Quite apart from the arguments for and against independence, it is insulting the people of Scotland for any political party to tell them that they are so collectively incompetent that they are incapable of running their own affairs.
It is also a sign that Labour are so bereft of any “big ideas” of their own that they concentrate so much on trying to rubbish the “big idea” of their main opponents, despite the fact that the policy of the SNP is for the constitutional future of Scotland to be decided not by any political party but by the people of Scotland in a referendum.

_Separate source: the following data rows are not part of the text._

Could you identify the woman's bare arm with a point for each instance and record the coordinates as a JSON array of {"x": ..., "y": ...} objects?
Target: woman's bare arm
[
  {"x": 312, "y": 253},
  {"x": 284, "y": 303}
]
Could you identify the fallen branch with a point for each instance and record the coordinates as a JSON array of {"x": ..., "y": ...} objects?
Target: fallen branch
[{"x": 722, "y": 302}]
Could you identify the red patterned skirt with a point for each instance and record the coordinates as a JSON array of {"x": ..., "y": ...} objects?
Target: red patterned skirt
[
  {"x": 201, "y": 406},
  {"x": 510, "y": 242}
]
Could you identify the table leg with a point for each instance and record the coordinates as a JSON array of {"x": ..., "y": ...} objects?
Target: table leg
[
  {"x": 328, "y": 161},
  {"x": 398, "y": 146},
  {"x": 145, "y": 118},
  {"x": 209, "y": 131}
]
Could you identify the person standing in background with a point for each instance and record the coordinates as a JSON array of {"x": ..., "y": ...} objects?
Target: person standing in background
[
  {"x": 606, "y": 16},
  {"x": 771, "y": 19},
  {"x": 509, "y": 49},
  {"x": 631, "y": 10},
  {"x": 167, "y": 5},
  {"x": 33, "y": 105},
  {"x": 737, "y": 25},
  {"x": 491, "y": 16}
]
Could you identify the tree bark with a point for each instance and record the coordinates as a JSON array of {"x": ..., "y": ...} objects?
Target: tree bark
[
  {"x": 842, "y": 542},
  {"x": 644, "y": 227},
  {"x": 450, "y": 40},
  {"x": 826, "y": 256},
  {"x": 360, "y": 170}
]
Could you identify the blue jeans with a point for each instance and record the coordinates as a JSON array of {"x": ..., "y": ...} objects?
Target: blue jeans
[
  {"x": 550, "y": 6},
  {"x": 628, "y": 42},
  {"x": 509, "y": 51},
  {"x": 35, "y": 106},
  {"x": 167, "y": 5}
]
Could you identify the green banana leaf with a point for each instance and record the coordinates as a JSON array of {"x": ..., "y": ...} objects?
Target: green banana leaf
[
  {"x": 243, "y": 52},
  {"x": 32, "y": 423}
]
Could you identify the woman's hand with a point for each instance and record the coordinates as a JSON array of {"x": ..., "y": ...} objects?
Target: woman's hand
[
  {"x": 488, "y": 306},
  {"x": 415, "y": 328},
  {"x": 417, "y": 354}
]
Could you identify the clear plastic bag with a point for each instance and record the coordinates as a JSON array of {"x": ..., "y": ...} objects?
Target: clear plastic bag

It is very tiresome listening to Labour politicians telling us that they do not support a referendum on independence because the majority of Scots do not want independence. If they are so confident of that, then why are they so afraid to let the people decide? A referendum would have at least cleared the air and allowed this election to be fought on Labour’s alternative “big ideas”.
But that might have made it even more apparent that Labour does not have any ideas, big or small, apart from a few populist ideas pinched from the SNP plus the reactionary idea of clapping more and more people into prison.
Gone are the days when socialism or social justice was the driving force behind the Labour Party manifesto. A radical and irreversible redistribution of wealth and power in favour of working people is no longer on the agenda, despite the crisis created by irresponsible bankers, with resultant mass unemployment and the widening gulf between the haves and the have-nots.
Spending billions of pounds on weapons of war and mass destruction is a higher priority for Labour than the eradication of poverty at national and international level.
The Scottish Labour Party is not only lacking leadership. It lost its moral compass when it swallowed the Blairite propaganda that it had to ditch its socialist principles and cosy up to the bankers and other big business interests in order to win elections in the deep south. That led to Labour losing its soul, and Scottish Labour is unlikely to recover unless and until it is free to determine policies and priorities which reflect the aspirations of the Scottish electorate.
In the meantime, let’s hope that, for the remainder of this election campaign, fear and negativity will be overcome by a vision of a better future for the people of Scotland.
– Dennis Canavan is a former Labour MP and Independent MSP.